Amendment 7: In suits at common law, where the value in controversy shall exceed twenty dollars, the right of trial by jury shall be preserved . . .
Reality: Exceed the speed limit when a cop is watching, and when your trial comes up with a potential fine of $21 or more, see if you can get a criminal trial, with its unconditional guarantee of a jury in the Sixth Amendment, or a jury anyway under the Seventh Amendment if they insist on pretending it is not a “criminal” matter. Case closed.
Amendment 8: Excessive bail shall not be required, nor excessive fines imposed, nor cruel and unusual punishment inflicted . . .
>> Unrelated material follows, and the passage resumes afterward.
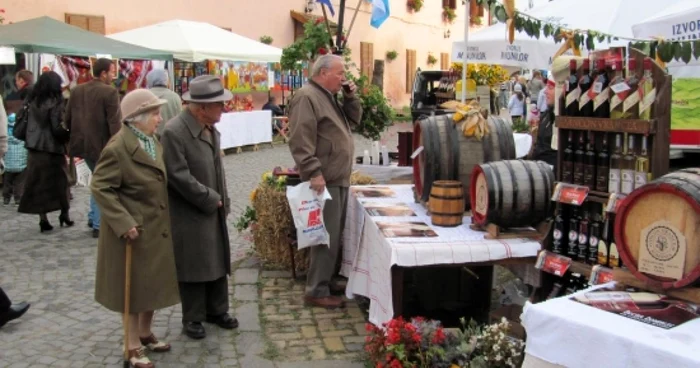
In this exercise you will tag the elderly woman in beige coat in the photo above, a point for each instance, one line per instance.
(130, 187)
Fine words. No definition of “excessive” or “cruel” or “unusual” and government drives through those holes with a truck whenever it feels so inclined. One might think that giving a prisoner a thin mattress on a steel bed and denying them their regular medication is “cruel.” Government does not.
Amendment 10: The powers not delegated to the United States by the Constitution, nor prohibited by it to the States, are reserved to the States respectively, or by the people . . .
One can read quickly through the powers that are so granted, in Article 1 and then compare it with the monstrous, multi–trillion dollar spending machine that the Federal government has become in a mere two centuries, on top of a similar monster in the states, cities, and towns. There is no grant of power whatsoever for the overwhelming majority of what government actually does; the limits of Amendments 9 and 10 have become just a piece of paper, that nobody bothers to read any more.
The above is just a sampling; endless other examples could be named. Inescapable conclusion: Not only is it impossible logically to limit government, it cannot be done in practice either.
Why is “limited government” a contradiction in terms?
Why did the experiment in limited government fail in America?
Many conservatives embrace free–market ideas, whilst many liberals endorse privacy and scrapping the military draft, both basing their arguments, at least indirectly, on self–ownership. However, few have shown themselves willing to act consistently with the principle. Why would this be the case?
How could a stateless society be established?